Bio: Koch, Albert Theodore, M. D. (1839 - 19??)

Contact: dolores@wiclarkcountyhistory.org

Surnames: Koch, Morehouse, Kickbush, Paff, Eastman

----Source: History of Marathon County Wisconsin and Representative Citizens, by Louis Marchetti, 1913.

Koch, Albert Theodore, M. D. (9 May 1839 - 19??)

Albert Theodore Koch, M. D., physician and surgeon, who has been continuously engaged in the practice of his profession at Wausau for the past thirty-seven years, scarcely needs any introduction to the residents of Marathon County. He is also a veteran of the great Civil War, to which he dedicated two eventful years of his life, serving for the preservation of his adopted country, for Dr. Koch was born in Germany, May 9, 1839. His parents were Gotlieb and Regina Koch.

In 1856 the parents of Dr. Koch came to the United States and the father purchased a farm near Watertown, Wis. The youth was then sixteen years of age and his first duty was to assist his father in clearing and cultivating the homestead, in the meanwhile attending the local schools when possible. He was twenty years old when he went to Minnesota and there did some land speculating and also attended school in Field County and was a resident there when he enlisted for service in the Civil War, entering Co. C, 2nd Minn. Vol. Cav., contracting for three years. During the greater part of his time his regiment was made use of in fighting against the Indians in the Northwest, once getting as far south as Little Rock, Ark., but being recalled to suppress another uprising of the Indians and he received a wound in the leg on one occasion, at Wood Lake. He was honorably discharged on November 19, 1865, at Fort Ridgeley.

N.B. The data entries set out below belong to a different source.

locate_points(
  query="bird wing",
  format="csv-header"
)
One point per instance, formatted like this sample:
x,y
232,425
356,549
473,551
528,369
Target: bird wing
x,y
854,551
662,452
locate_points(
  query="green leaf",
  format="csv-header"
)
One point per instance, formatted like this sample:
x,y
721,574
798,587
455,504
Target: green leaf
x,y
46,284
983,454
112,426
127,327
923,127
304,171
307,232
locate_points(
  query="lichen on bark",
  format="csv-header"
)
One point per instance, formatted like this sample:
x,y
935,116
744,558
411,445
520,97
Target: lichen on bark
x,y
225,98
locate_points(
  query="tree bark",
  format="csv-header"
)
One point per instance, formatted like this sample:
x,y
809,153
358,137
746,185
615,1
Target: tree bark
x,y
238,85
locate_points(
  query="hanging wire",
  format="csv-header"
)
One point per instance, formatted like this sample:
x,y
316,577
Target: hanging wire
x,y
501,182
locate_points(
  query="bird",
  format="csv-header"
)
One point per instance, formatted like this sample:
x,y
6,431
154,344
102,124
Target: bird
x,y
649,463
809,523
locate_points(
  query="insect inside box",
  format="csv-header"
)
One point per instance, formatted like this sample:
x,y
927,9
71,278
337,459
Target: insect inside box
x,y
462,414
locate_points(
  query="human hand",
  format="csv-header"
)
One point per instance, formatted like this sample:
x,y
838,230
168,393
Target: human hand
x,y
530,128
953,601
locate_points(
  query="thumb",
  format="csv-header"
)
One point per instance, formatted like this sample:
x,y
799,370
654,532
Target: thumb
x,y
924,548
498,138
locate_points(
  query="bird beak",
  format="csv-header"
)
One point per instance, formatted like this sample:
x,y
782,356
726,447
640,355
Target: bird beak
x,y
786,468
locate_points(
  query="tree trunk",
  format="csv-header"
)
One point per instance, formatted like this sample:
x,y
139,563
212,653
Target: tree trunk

After the termination of his military service, the young soldier spent almost one year with his parents at Watertown and then returned to Minnesota where he engaged in farming for a few years and then began the study of medicine and for two years had as his preceptor. Dr. E. Morehouse, of Owatonna, Minn. subsequently entering the Bennett Eclectic Medical School, where he was graduated in the spring of 1873, having also been a student at Rush Medical College, Chicago. Dr. Koch located for practice at St. Ansgar, Ia., where he continued for four years, when, through the efforts of August Kickbush and Jacob Paff, he was induced to come to Wausau and this city has been his home ever since. Dr. Koch is a member of the county and state medical organizations and belongs to Custer Post No. 55, G. A. R. at Wausau. In his political life he has been in accord with the Republican Party.

In 1860 Dr. Koch was married to Miss Martha A. Eastman, of Owatonna, Minn., a daughter of Hiram Eastman, a farmer in Steele County, and three children were born to them but early bereavement entered into the family circle. Helen, the eldest, lived only eleven years; and two sons both died from the effects of black measles, Eddie, at the age of eight years, and the other when but two and one-half years old. Dr. and Mrs. Koch are members of St. Paul's Evangelical Lutheran Church. He enjoys the distinction of being the oldest practicing physician at Wausau.